When you wake up in the morning, what is the first breakfast food you reach for? Bananas, eggs, oatmeal, and cereal are some of the usual meals that fill people's plates at the beginning of the day. But do you know how well your breakfast is meeting your nutritional needs? The internet is always throwing around conflicting nutritional information, especially regarding your morning meal, so it can be tough to weed out which facts and figures are false.

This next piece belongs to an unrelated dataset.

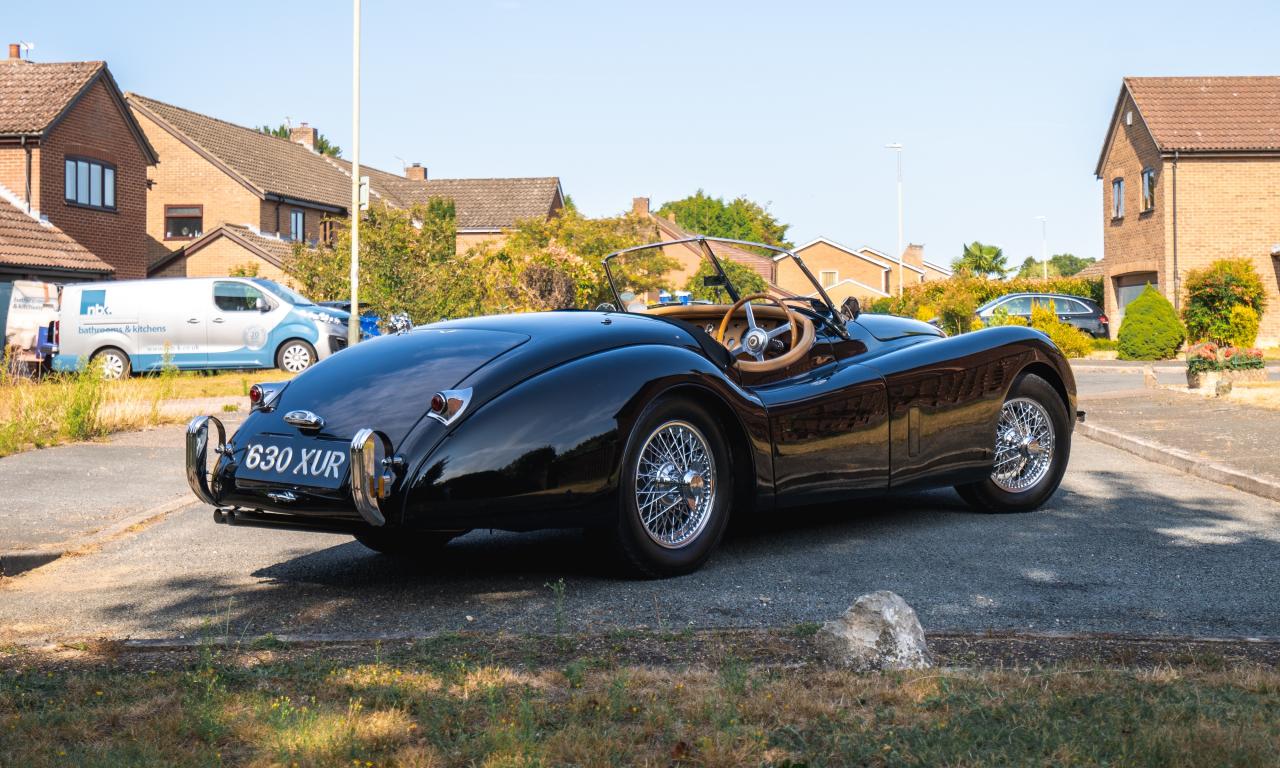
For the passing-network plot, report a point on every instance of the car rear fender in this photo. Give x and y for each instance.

According to dietitian Stephanie Grasso, oatmeal is the latest culprit of untrue nutritional information. In an exclusive interview with Health Digest, Grasso covered every food topic from binge eating to intermittent fasting to meal prepping. The TikToker, currently with 2.1 million followers and a mind-blowing 27.8 million likes, also named the biggest diet fads and food myths that are circulating the web right now. There's certainly no shortage of myths, as Grasso explained — including that oatmeal is currently being categorized as an "unhealthy" food.

Oatmeal gives you energy

Stephanie Grasso told Health Digest that oatmeal is not as unhealthy as the internet is making it out to be. The social media personality said, "Now we're coming to oatmeal, and people are saying that's bad for you because it causes insulin resistance and makes you gain weight." Grasso elaborated that the breakfast food is actually "really good for you" due to its energy-inducing properties, its ability to stabilize blood sugar, and its fiber content.

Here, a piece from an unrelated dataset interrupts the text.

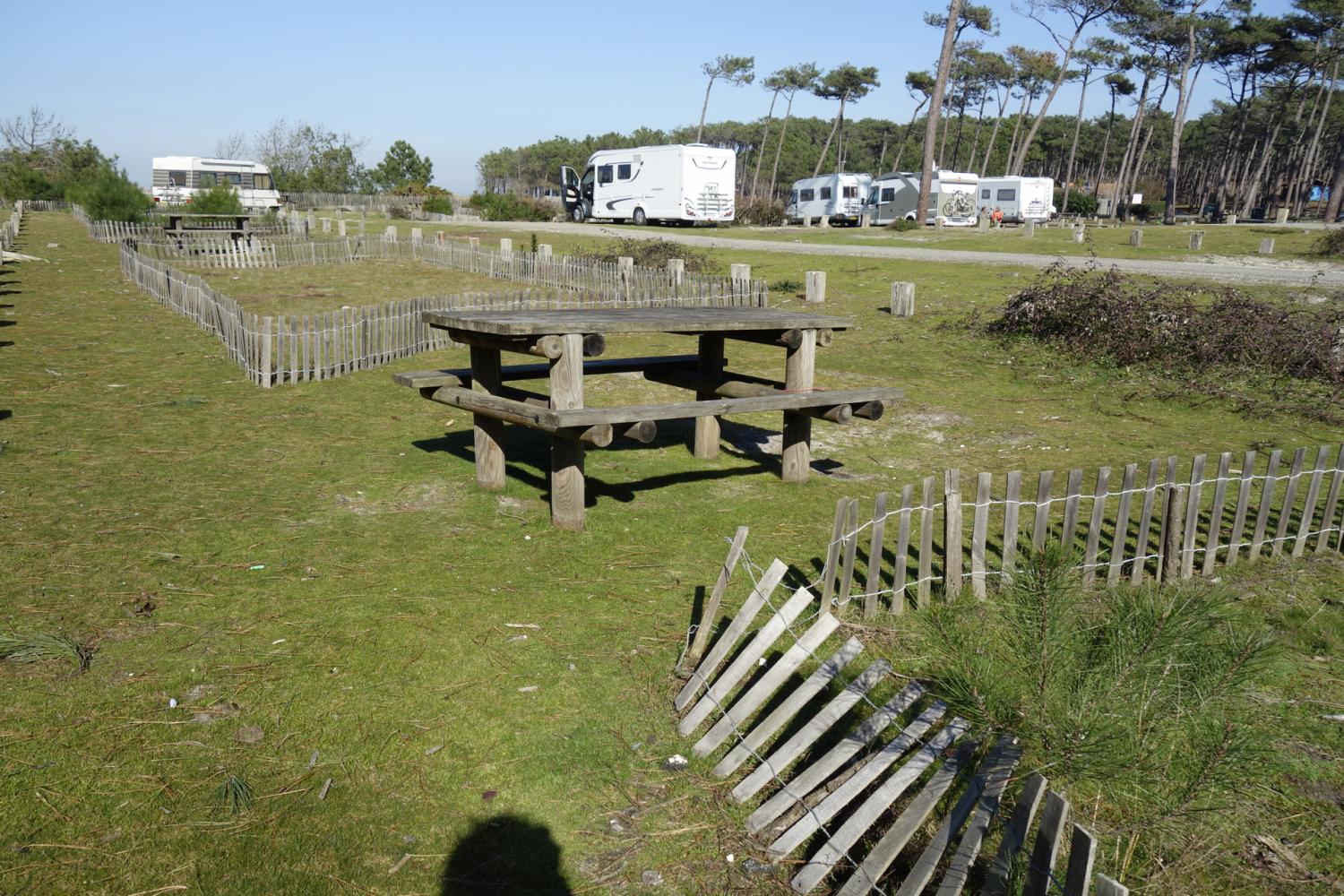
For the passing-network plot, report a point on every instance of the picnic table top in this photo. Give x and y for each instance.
(633, 320)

"If you add some type of protein — I like to add some peanut butter or granola, adding more fiber to it — that's going to slow that absorption [of carbs] down and not spike your blood sugar," Grasso continued. That places oatmeal outside the category of foods like sugary or highly refined cereals, pancakes, muffins, fruit juice, and buttered toast — which are all examples of breakfast foods that nutritionists would not recommend (via Healthline).

But you're not stuck with oatmeal if one of those less nutritious options appeals to you a little more. Grasso is a strong promoter of adding the foods you need into your diet rather than restricting what you eat, so if you instead take that buttered toast and top it with a protein-filled ingredient and leafy greens, then you are looking at a more viable morning meal.